Ahmadinejad slams Saudi role in Yemen conflict

14 Jan, 2010

Iran's president lashed out at Saudi Arabia on Wednesday over its role in Yemen's conflict with Shia rebels, saying it should try to foster peace rather than use weapons against fellow Muslims. The comments by President Mahmoud Ahmadinejad were the strongest criticism yet by predominantly Shia Muslim Iran of mainly Sunni Saudi Arabia over Riyadh's involvement in the Yemen conflict.
"We were expecting that Saudi Arabian officials act like a mentor and make peace between brothers, not that they themselves enter the war and use bombs and machineguns against Muslims," Ahmadinejad said in a televised speech.
"If only a small part of the weapons of Saudi Arabia were used in favour of Gaza and against the Zionist regime (Israel), today there would be no sign of the Zionist regime in the region," he said on state television.
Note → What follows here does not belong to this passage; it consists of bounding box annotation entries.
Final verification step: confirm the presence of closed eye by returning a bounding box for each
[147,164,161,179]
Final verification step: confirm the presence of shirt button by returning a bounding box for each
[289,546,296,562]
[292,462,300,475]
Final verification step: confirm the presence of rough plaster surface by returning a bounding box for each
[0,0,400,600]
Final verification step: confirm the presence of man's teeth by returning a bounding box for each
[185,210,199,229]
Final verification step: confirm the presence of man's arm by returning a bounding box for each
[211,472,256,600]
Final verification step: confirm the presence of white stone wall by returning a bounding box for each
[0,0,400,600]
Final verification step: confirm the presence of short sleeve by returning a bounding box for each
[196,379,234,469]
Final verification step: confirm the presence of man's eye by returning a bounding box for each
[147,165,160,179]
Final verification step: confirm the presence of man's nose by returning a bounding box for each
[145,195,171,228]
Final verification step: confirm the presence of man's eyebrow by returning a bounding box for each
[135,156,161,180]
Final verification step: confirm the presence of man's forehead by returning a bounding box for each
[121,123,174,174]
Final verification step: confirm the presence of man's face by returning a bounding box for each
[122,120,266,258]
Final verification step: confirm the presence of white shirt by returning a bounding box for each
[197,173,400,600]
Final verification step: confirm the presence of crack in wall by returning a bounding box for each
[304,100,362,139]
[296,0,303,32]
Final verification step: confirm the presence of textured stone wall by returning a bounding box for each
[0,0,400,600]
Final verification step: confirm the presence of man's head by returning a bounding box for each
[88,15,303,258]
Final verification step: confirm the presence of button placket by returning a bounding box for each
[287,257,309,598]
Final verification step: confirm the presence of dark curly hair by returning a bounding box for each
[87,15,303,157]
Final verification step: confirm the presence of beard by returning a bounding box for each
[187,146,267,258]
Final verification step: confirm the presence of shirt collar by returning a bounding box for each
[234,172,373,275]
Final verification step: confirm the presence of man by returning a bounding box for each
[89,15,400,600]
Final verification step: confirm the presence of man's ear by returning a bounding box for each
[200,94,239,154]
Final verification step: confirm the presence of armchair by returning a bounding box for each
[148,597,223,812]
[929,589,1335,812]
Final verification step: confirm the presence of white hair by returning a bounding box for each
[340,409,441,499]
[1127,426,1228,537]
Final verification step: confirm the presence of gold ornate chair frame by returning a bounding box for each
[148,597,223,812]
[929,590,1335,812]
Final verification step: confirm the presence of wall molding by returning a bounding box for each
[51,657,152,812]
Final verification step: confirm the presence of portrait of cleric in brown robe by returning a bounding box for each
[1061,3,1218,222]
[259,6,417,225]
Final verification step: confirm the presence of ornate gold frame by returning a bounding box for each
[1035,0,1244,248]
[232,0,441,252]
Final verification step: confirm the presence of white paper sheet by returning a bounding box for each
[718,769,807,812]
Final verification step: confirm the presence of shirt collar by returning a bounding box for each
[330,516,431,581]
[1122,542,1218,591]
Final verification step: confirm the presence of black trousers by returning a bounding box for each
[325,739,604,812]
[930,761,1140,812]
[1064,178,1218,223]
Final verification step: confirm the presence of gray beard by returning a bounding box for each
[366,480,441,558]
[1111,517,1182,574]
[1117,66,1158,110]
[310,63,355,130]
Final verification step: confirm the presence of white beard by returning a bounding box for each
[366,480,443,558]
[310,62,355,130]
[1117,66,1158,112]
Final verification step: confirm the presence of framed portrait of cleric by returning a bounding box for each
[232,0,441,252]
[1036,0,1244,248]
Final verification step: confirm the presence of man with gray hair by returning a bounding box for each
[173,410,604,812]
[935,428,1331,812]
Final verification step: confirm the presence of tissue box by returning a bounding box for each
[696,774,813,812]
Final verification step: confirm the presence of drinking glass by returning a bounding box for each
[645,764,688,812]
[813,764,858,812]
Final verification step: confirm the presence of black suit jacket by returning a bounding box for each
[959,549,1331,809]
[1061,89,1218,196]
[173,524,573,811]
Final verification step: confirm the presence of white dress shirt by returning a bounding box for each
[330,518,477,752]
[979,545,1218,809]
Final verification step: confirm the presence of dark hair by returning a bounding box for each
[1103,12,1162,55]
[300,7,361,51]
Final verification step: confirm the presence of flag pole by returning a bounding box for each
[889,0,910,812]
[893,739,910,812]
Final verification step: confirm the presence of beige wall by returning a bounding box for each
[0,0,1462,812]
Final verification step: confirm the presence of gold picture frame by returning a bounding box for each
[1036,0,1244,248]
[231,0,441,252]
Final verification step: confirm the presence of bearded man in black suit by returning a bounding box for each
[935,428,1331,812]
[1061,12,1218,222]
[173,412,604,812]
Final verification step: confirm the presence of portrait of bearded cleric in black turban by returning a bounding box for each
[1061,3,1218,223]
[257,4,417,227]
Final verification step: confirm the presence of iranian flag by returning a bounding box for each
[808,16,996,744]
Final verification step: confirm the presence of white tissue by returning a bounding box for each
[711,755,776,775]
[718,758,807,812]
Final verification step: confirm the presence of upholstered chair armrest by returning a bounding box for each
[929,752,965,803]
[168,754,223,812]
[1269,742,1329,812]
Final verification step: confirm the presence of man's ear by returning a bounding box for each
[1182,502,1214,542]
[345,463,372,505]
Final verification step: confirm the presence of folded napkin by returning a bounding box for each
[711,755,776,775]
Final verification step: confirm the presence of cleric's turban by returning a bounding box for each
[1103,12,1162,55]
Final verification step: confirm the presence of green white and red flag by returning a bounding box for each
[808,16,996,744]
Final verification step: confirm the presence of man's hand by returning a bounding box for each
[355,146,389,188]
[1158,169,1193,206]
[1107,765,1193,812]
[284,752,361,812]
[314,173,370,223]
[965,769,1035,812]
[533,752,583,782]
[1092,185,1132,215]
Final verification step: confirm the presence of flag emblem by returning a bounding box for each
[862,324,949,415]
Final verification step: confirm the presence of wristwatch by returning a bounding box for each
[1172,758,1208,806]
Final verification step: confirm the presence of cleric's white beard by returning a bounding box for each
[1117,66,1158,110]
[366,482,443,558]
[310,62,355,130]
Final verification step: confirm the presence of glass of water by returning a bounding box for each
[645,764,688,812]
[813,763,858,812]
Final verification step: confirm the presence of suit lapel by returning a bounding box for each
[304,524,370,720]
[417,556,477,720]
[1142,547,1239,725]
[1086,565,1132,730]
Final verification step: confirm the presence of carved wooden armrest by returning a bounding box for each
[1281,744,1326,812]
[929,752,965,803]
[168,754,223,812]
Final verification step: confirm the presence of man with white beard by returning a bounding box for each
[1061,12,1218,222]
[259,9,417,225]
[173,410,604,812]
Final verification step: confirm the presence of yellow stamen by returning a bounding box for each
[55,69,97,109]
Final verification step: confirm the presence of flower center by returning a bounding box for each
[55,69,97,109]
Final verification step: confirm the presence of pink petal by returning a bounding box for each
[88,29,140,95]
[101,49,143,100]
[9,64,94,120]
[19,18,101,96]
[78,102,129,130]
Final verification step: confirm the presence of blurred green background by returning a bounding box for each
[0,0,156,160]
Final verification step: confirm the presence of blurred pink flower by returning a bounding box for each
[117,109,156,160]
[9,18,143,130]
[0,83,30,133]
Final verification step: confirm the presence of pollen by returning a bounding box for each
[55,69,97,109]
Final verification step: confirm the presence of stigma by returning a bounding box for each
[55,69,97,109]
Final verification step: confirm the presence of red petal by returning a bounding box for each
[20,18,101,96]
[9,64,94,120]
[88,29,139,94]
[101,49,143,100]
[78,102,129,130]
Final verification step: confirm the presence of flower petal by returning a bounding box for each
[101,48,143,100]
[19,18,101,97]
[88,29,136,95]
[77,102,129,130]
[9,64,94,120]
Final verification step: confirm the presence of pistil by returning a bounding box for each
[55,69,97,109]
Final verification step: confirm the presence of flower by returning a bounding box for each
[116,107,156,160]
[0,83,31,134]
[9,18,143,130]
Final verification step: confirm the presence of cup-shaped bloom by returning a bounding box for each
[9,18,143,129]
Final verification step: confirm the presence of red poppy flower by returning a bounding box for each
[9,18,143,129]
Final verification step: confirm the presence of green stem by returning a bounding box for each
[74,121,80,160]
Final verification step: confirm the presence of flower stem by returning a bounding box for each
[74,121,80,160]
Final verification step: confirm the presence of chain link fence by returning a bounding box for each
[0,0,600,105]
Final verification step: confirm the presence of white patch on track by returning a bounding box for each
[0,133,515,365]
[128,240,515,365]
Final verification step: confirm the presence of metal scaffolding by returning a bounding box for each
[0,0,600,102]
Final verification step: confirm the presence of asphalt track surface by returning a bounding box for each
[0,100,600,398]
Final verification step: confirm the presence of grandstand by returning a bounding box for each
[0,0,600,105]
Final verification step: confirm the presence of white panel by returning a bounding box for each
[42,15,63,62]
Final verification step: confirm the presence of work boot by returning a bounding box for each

Ahmadinejad said Saudi Arabia, the world's top oil producer and a US ally, used crude oil income to buy weapons which are then used to "kill brothers" and create sedition.
Ahmadinejad, who often rails against the West, also said he believed the United States, Britain and Israel were behind the Yemen conflict, aiming to "set the whole region on fire" in a bid to dominate the Middle East. "I hope that my Yemeni brothers sit down and talk and negotiate and solve the problems," he said.